Volvo announced on Thursday that despite a 7% drop in sales, its operating profit for the third quarter (July to September), excluding restructuring costs, reached 590 million SEK (approximately $62.7 million), slightly higher than the 580 million SEK in the same period last year. Data shows that sales of pure electric vehicles still accounted for less than a quarter of total sales this quarter.
Although the year-on-year profit increase was not significant, profitability has improved markedly compared to the second quarter. JP Morgan analysts pointed out in a report that the profit figure is higher than market expectations.
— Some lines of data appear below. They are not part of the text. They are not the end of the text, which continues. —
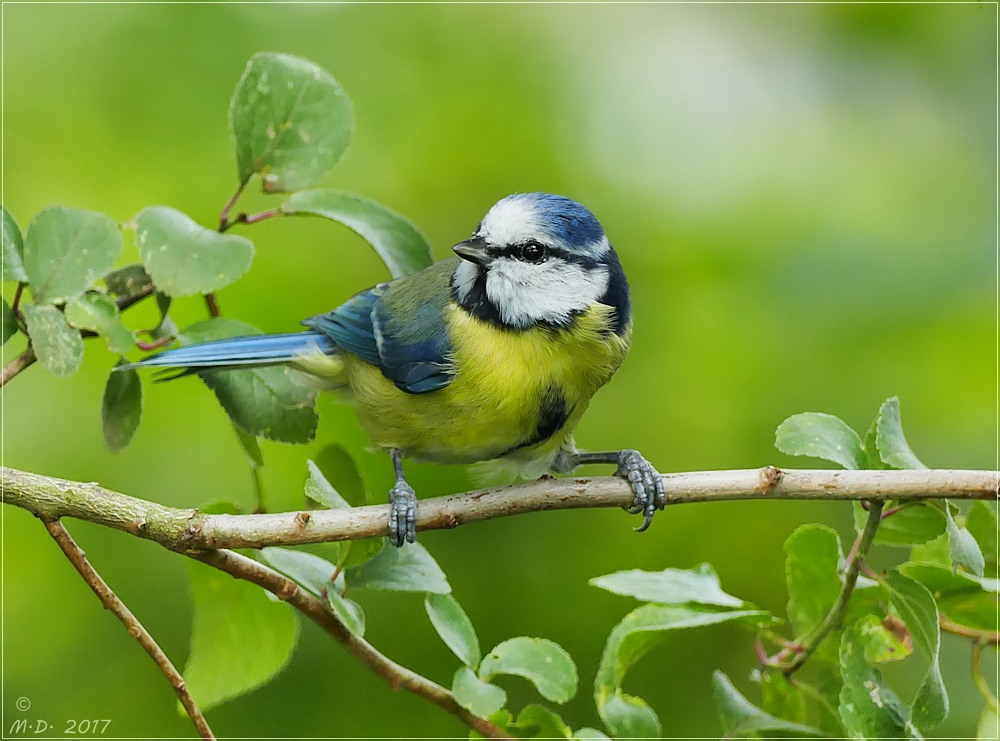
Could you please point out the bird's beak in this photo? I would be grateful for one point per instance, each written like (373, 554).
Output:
(473, 250)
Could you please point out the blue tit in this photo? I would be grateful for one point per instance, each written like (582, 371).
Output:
(492, 355)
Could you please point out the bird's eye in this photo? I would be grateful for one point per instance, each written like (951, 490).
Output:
(533, 252)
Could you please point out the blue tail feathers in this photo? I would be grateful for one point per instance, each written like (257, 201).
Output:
(236, 352)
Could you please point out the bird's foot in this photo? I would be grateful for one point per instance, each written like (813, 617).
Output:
(402, 514)
(647, 485)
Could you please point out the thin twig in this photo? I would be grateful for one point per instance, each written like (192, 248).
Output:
(260, 216)
(979, 679)
(16, 303)
(398, 676)
(112, 602)
(835, 618)
(17, 365)
(979, 634)
(188, 528)
(212, 304)
(224, 222)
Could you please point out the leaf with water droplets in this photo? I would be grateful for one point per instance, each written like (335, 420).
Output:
(66, 250)
(183, 257)
(291, 122)
(58, 346)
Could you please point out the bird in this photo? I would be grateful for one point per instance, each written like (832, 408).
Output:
(489, 356)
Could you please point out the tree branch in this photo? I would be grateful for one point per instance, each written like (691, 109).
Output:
(395, 674)
(112, 602)
(188, 529)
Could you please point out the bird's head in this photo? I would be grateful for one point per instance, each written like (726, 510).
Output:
(538, 259)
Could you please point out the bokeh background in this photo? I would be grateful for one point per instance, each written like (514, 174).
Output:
(804, 199)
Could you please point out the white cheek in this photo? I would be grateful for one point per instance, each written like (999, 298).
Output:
(464, 278)
(552, 292)
(511, 221)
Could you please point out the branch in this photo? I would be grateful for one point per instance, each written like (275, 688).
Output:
(112, 602)
(395, 674)
(186, 529)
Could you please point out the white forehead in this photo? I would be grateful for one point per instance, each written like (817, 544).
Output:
(512, 221)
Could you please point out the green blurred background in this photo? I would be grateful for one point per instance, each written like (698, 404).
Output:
(803, 198)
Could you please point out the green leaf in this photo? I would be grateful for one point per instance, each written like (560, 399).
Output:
(892, 446)
(58, 346)
(781, 698)
(964, 549)
(407, 569)
(315, 574)
(981, 521)
(916, 607)
(811, 572)
(121, 408)
(99, 313)
(589, 733)
(989, 724)
(629, 717)
(291, 122)
(240, 638)
(542, 662)
(341, 471)
(263, 401)
(740, 717)
(629, 641)
(319, 489)
(403, 249)
(478, 697)
(917, 522)
(960, 597)
(66, 250)
(183, 257)
(13, 248)
(312, 572)
(537, 721)
(670, 586)
(250, 446)
(868, 707)
(8, 322)
(454, 627)
(820, 435)
(129, 281)
(347, 611)
(873, 460)
(937, 550)
(884, 640)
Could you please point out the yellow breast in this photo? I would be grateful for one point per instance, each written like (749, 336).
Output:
(505, 380)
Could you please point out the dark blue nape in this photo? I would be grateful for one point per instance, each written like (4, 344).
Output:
(568, 221)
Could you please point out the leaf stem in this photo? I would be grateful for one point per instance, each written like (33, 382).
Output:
(112, 602)
(978, 634)
(17, 365)
(260, 216)
(212, 304)
(224, 222)
(398, 676)
(979, 679)
(17, 297)
(835, 617)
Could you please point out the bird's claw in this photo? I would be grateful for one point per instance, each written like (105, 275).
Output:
(402, 514)
(647, 485)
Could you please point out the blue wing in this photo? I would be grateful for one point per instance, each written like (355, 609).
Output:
(398, 327)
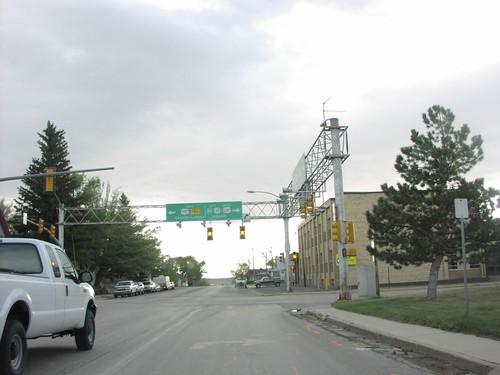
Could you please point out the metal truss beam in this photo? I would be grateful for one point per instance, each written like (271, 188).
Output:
(319, 168)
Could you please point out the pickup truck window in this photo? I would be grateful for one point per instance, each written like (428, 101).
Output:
(20, 258)
(53, 261)
(68, 268)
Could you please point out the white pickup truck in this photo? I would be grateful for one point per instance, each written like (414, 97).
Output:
(41, 295)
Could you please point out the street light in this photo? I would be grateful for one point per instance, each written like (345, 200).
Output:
(283, 199)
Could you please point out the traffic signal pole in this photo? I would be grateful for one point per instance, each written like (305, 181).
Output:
(286, 219)
(337, 157)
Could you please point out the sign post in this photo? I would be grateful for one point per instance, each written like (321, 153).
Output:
(462, 212)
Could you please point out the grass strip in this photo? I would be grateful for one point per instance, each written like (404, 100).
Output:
(447, 312)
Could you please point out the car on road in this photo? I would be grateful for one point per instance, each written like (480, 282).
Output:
(125, 288)
(266, 280)
(149, 286)
(140, 287)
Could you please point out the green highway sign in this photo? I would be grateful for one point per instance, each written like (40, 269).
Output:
(204, 211)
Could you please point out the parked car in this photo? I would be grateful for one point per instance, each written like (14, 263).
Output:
(266, 280)
(140, 287)
(125, 288)
(149, 286)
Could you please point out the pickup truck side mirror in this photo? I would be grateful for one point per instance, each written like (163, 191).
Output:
(86, 277)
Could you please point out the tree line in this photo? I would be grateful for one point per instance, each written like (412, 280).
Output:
(112, 251)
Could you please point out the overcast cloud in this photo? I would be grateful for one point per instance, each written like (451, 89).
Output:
(200, 101)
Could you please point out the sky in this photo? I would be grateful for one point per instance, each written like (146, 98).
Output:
(201, 101)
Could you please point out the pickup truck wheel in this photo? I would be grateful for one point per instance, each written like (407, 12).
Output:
(85, 336)
(13, 349)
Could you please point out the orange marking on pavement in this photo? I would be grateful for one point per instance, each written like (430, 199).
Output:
(338, 344)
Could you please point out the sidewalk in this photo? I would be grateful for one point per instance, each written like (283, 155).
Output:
(471, 353)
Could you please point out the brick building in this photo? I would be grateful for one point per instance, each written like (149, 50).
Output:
(318, 264)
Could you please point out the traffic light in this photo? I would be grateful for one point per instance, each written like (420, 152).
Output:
(49, 181)
(349, 232)
(310, 203)
(40, 225)
(336, 231)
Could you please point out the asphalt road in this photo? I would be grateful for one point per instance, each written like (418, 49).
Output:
(216, 330)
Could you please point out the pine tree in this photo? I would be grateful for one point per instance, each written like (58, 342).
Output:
(414, 223)
(32, 197)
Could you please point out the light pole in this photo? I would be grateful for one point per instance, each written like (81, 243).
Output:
(283, 199)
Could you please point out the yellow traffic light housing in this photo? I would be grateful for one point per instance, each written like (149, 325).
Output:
(49, 181)
(40, 225)
(349, 232)
(310, 203)
(303, 210)
(336, 231)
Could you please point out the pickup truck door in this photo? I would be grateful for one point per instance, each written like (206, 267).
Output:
(59, 291)
(75, 298)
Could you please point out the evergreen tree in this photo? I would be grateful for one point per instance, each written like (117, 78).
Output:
(414, 223)
(32, 197)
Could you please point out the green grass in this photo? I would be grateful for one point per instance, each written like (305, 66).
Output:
(447, 312)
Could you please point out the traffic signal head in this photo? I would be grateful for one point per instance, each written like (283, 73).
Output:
(49, 181)
(303, 210)
(310, 203)
(336, 231)
(40, 225)
(349, 232)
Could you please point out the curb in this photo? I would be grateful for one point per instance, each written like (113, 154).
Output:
(477, 366)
This positive performance was mainly attributable to the "drastic cost-cutting plan" implemented by CEO Hakan Samuelsson, who returned to lead the company this year, and which the company said has been delivering results "faster than expected".
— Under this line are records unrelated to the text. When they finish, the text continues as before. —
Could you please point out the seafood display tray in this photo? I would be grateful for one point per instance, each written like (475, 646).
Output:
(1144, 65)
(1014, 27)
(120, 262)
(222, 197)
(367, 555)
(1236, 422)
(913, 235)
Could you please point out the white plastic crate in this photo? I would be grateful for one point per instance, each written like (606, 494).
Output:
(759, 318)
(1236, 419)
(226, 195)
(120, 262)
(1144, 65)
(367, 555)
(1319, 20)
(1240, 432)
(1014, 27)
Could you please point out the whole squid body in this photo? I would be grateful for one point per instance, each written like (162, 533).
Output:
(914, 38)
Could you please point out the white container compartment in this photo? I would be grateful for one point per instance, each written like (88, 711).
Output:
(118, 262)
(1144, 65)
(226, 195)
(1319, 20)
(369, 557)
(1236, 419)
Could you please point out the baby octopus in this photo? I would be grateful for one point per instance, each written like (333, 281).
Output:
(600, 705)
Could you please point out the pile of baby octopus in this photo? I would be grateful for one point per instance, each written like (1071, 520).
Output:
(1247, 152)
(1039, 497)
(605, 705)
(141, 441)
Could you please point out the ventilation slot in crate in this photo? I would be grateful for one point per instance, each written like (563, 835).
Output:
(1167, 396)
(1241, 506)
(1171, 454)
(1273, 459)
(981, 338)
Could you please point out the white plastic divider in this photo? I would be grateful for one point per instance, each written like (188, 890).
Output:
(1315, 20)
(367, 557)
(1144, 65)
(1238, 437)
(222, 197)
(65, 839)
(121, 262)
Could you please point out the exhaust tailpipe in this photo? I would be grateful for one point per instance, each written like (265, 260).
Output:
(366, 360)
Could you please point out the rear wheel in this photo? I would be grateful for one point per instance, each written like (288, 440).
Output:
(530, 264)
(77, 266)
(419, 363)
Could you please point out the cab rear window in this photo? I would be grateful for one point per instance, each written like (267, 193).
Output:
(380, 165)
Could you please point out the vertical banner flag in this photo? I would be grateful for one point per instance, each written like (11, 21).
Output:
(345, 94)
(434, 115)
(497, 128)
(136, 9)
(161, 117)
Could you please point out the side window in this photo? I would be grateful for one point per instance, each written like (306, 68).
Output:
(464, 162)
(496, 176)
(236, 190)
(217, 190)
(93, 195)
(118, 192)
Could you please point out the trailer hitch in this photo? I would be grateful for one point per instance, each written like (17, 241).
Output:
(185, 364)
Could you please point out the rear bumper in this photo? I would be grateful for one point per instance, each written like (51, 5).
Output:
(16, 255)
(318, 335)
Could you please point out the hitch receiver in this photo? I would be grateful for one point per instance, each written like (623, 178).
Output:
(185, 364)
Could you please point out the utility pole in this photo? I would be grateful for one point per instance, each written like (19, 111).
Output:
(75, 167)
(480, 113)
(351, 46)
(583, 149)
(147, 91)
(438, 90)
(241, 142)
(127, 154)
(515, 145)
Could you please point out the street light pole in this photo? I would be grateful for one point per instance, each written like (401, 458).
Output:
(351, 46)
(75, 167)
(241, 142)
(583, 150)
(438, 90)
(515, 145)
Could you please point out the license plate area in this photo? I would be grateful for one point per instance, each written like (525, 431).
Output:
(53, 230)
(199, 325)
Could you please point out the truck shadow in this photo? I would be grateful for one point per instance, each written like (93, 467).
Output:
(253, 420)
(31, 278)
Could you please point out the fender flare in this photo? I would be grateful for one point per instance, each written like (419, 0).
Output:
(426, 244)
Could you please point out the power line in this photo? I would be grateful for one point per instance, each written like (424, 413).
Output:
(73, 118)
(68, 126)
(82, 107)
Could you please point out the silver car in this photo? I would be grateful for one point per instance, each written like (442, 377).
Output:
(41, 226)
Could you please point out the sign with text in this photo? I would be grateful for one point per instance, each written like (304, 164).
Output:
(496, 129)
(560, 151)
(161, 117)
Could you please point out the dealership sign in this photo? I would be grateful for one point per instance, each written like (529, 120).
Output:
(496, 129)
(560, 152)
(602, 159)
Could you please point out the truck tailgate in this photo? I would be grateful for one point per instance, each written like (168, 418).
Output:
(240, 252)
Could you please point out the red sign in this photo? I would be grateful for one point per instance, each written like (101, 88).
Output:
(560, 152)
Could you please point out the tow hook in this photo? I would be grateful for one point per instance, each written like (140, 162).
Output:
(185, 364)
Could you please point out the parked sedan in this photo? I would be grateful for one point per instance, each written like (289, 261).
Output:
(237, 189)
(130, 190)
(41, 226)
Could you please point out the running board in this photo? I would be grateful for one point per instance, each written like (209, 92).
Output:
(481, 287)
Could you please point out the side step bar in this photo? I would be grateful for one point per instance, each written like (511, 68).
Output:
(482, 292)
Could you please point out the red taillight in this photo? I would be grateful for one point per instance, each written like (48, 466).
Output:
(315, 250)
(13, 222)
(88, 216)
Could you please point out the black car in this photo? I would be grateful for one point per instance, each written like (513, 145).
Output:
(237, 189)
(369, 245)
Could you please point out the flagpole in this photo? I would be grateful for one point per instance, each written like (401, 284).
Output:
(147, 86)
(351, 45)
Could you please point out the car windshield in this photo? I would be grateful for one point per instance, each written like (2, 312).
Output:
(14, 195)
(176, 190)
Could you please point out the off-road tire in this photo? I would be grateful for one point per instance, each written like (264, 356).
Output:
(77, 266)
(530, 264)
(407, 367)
Despite this progress, Hakan Samuelsson admitted in a statement that the company still faces multiple challenges, including "ongoing price competition and the impact of US import tariffs". However, he also noted that the recent tariff agreement between the US and Europe has brought "much-needed clarity" to the market. Following the announcement, Volvo’s share price rose 29% on the Stockholm Stock Exchange.

Significant Results in Cost Control
Financial reports show that Volvo Cars’ profitability is being restored, with its gross margin rising from 17.7% in the previous quarter to 24.4%. Hakan Samuelsson attributed this to a combination of factors, including the revamped bestseller XC60, cost savings from deepened cooperation with Geely’s supply chain, and an aggressive cost control plan. Hakan Samuelsson was reappointed CEO this year to help boost the company’s underperforming stock price.
After taking office, Hakan Samuelsson quickly launched a comprehensive cost-cutting plan, with measures including cutting 3,000 jobs, withdrawing profit guidance, and slowing down investment. Regarding the effectiveness of the plan, Hakan Samuelsson told Reuters:
“What we are seeing now is, wow, well, this is happening faster than we imagined and planned.”
Tariff Pressure Eases
As one of the European automakers most affected by US tariffs, most of Volvo Cars’ exports to the US are produced in Europe. Reports indicate that, in response, the company has recently taken steps to plan for the production of some hybrid models in the US in the coming years.
Recent US-EU trade negotiations have benefited Volvo. According to CCTV.com, on September 24 local time, the Trump administration issued an official announcement implementing the trade agreement between the US and EU, confirming that from August 1, a 15% tariff will be levied on imported cars and auto products from the EU to the US. Hakan Samuelsson noted that while the impact of tariffs remains, the new agreement “has also lowered tariffs on imports from the EU,” providing valuable certainty.